HSBC and LSEG plan depository link for UK digital gilt pilot
The agreement would connect HSBC Orion with LSEG’s digital securities depository, giving investors two routes to access and hold the UK’s pilot digital gilt.
By Rafael Ortiz · Fintech Correspondent
· 2 min read
HSBC and London Stock Exchange Group have agreed to work on a bilateral digital securities depository link for HM Treasury’s Digital Gilt Instrument pilot, Finextra reported. The connection is intended to give investors a choice of infrastructure for holding the instrument, with the first transaction on HSBC Orion expected by the first quarter of 2027, according to the report.
The arrangement centres on linking HSBC Orion, the bank’s digital asset platform, with LSEG’s Digital Securities Depository. Finextra said the memorandum of understanding is intended to support the UK government’s aim of improving interoperability in the pilot programme.

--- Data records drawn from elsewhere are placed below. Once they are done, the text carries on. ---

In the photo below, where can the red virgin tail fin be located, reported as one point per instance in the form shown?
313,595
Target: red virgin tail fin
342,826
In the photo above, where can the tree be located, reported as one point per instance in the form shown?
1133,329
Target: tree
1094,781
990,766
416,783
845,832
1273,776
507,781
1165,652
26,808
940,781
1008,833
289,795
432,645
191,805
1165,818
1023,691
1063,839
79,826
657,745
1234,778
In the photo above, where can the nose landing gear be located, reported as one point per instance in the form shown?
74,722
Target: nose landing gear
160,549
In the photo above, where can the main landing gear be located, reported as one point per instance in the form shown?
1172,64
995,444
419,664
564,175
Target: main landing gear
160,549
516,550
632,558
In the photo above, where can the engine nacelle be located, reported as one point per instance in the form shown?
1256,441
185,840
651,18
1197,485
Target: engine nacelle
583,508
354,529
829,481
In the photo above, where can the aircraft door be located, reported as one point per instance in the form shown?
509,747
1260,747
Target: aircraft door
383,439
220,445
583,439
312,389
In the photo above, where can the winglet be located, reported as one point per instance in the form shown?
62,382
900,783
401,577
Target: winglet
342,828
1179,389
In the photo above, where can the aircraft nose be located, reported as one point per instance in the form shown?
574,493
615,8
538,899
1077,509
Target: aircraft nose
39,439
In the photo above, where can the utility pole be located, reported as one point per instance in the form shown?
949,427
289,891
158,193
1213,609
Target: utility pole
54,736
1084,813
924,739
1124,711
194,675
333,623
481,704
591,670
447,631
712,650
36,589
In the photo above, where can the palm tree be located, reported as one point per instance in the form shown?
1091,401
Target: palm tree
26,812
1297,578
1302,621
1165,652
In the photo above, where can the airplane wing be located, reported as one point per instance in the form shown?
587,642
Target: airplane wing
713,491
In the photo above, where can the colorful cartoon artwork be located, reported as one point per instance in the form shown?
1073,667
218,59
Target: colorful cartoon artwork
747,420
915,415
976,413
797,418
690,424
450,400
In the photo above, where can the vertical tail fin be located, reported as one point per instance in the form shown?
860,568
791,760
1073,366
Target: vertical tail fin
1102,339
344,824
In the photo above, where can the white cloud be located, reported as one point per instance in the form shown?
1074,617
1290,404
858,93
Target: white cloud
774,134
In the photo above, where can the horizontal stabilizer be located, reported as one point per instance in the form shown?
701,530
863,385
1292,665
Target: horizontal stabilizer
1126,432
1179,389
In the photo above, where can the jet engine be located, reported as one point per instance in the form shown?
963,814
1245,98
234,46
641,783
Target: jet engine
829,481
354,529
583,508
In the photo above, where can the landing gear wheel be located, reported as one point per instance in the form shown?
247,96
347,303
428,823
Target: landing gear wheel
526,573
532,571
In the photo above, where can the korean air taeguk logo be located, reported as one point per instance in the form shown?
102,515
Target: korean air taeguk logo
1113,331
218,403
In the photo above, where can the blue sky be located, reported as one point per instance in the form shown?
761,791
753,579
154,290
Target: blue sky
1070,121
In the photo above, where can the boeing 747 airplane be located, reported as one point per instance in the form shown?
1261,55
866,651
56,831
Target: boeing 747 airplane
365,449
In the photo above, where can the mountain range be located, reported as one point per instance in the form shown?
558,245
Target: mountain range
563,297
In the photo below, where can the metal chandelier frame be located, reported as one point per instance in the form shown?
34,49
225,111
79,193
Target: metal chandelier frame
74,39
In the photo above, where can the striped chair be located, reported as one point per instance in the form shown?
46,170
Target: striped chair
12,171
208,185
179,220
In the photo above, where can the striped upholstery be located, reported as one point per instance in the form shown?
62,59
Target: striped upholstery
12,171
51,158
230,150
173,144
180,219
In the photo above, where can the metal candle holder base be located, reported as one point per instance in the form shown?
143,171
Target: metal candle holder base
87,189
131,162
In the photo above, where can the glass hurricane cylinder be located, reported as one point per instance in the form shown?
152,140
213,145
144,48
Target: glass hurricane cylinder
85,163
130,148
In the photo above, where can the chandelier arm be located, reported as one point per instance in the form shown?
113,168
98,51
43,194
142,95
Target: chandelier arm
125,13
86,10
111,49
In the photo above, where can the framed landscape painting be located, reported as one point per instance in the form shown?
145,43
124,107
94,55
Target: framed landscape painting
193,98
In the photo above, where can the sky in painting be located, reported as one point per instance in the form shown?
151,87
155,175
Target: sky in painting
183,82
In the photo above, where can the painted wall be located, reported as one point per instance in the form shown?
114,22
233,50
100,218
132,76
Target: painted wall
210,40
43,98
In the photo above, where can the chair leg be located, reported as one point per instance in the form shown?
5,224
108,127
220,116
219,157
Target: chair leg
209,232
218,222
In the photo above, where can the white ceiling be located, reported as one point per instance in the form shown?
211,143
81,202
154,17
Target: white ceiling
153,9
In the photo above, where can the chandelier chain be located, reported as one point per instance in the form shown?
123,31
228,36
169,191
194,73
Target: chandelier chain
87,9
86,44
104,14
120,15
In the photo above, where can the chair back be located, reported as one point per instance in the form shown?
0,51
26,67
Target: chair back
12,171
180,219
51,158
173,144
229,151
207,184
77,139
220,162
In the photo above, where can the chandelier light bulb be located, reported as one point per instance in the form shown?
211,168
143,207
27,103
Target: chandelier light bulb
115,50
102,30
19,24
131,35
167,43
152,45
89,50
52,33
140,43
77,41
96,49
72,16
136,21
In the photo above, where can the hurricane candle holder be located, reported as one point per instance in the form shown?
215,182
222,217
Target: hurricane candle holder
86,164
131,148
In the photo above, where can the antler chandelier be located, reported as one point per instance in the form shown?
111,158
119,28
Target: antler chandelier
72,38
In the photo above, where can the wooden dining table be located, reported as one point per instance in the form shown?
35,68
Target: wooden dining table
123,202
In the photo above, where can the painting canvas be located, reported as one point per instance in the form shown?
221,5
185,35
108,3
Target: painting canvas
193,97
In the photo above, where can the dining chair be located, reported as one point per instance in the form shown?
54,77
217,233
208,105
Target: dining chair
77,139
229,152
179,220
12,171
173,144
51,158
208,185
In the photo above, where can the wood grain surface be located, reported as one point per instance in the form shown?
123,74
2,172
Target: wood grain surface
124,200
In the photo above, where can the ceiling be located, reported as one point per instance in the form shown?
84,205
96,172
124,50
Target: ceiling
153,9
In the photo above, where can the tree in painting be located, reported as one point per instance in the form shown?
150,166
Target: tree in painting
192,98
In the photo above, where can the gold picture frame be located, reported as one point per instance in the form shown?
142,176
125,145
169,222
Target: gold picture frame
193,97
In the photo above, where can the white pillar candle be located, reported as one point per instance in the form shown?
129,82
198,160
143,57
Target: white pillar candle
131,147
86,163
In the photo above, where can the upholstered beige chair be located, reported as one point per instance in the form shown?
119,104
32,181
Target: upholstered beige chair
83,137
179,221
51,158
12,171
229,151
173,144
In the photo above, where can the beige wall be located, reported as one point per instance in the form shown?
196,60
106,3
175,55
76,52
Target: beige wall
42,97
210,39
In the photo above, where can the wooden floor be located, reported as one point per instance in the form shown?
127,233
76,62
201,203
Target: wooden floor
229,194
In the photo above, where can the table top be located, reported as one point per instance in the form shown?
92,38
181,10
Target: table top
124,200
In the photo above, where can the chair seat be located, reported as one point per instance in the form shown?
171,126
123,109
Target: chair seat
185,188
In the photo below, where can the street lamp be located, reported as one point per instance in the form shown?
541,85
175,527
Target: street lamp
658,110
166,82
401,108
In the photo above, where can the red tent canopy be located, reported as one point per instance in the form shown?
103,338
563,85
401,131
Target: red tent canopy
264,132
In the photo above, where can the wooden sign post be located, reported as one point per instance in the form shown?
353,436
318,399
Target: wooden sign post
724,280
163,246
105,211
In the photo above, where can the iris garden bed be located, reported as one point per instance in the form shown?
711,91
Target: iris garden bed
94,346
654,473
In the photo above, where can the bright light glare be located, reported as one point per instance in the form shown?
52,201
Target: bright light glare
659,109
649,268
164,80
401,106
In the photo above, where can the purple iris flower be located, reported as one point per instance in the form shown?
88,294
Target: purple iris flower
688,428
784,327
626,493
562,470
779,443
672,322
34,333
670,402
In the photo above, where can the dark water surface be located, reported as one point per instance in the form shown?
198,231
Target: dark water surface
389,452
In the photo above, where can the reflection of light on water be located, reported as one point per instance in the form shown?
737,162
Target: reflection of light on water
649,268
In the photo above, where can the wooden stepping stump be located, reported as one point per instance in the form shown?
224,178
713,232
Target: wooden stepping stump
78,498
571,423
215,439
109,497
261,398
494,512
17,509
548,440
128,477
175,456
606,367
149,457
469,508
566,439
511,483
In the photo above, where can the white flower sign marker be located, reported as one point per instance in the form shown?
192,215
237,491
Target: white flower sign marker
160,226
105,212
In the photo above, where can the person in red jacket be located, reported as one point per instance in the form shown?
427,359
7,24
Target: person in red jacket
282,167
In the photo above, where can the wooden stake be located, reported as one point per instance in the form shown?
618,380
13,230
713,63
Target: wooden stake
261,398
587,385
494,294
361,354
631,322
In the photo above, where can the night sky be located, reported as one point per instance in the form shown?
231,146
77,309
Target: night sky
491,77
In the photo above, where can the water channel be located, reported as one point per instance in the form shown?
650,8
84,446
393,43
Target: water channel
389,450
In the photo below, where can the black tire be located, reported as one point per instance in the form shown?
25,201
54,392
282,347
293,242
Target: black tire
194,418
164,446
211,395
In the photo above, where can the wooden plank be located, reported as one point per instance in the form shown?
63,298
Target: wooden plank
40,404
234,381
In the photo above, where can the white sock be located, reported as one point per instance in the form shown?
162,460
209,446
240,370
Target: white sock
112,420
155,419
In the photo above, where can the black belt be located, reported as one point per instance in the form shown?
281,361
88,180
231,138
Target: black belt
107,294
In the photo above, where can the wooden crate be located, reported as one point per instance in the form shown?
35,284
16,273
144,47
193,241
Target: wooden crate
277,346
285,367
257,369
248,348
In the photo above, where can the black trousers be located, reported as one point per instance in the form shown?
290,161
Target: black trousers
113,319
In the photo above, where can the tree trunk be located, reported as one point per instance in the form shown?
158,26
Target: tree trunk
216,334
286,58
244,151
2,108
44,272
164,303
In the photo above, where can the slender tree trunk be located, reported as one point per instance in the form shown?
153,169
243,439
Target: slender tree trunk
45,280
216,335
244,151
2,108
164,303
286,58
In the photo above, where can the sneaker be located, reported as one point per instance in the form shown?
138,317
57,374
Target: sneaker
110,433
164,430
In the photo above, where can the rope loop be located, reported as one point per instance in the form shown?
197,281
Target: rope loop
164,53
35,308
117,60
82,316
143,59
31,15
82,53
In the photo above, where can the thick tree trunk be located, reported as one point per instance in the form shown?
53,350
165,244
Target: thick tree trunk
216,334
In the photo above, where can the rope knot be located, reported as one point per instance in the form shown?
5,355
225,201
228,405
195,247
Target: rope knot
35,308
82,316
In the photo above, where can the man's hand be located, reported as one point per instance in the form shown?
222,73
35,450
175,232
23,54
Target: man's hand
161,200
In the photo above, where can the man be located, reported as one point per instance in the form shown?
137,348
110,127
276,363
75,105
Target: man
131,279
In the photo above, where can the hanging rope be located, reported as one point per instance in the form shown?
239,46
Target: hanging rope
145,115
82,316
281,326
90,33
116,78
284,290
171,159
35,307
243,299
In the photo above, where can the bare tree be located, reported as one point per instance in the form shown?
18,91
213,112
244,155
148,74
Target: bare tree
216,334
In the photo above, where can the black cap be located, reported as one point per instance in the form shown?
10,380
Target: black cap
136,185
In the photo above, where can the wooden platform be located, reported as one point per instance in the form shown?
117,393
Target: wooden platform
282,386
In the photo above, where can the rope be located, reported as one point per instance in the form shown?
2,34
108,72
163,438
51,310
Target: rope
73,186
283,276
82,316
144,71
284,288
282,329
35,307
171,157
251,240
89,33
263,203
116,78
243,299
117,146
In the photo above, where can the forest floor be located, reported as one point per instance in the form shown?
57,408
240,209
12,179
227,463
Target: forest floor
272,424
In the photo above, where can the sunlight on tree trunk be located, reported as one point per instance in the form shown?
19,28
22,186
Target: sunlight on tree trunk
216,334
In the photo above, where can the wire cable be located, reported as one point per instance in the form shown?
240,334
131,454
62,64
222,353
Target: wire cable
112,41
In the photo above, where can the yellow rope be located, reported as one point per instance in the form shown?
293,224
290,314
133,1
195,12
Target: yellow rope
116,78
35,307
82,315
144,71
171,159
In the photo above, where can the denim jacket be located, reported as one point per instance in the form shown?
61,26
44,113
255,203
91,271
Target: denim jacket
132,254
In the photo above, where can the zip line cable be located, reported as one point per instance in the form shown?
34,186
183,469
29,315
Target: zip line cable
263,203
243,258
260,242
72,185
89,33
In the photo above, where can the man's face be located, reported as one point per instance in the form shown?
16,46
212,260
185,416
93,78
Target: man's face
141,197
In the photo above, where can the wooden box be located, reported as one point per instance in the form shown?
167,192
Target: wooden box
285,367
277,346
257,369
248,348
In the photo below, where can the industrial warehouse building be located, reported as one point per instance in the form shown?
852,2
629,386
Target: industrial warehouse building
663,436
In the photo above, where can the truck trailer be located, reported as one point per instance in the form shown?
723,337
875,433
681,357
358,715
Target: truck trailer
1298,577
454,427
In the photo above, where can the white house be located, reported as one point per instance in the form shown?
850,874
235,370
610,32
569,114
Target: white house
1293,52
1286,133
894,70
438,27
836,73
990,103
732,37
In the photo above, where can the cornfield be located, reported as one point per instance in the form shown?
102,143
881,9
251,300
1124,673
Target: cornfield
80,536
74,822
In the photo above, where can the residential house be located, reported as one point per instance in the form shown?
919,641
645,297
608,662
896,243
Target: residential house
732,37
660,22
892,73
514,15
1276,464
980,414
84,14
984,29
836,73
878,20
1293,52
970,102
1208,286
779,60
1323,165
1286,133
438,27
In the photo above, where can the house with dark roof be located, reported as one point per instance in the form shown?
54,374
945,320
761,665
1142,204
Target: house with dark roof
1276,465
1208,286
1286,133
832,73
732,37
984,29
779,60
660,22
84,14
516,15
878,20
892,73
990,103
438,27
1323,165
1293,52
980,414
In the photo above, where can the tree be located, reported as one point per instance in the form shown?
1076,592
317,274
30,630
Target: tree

In practical terms, the link would allow investors to access and hold the Digital Gilt Instrument, known as Digit, through either HSBC’s platform or LSEG’s depository infrastructure. That model is designed to reduce separation between digital market platforms, a common concern for tokenised securities projects where assets, investor records and settlement processes can otherwise sit in closed systems.
HSBC was selected in February through a public tender to provide a blockchain platform for the digital gilts pilot, Finextra reported at the time. The new agreement brings LSEG into the operating model as an additional investor depository, broadening the infrastructure available for the programme.
A gilt is a UK government bond. Digit is HM Treasury’s pilot instrument for issuing a government bond in digital form, with the programme positioned as a test of how distributed ledger and digital asset infrastructure can support primary issuance, holding and settlement in public debt markets.
Julia Hoggett, chief executive of London Stock Exchange plc and head of digital and securities markets at LSEG, said the collaboration would provide “additional settlement optionality for the market” and support the Digit pilot as an extra investor digital securities depository. She said LSEG looked forward to helping HM Treasury deliver what she described as the UK’s first digital government bond issuance.
For market participants, the operational point is the depository link rather than a change in the economic nature of the bond. A bilateral connection between depositories can allow investors and intermediaries using different platforms to interact with the same instrument, subject to the rules and technical design of the pilot.
Finextra reported that the integration is expected to reduce fragmentation between digital platforms and encourage wider participation in the pilot. The report did not provide an issuance size for Digit or further details on transaction timing beyond the expected first use of HSBC Orion by the first quarter of 2027.
This story draws on original reporting from Finextra Research.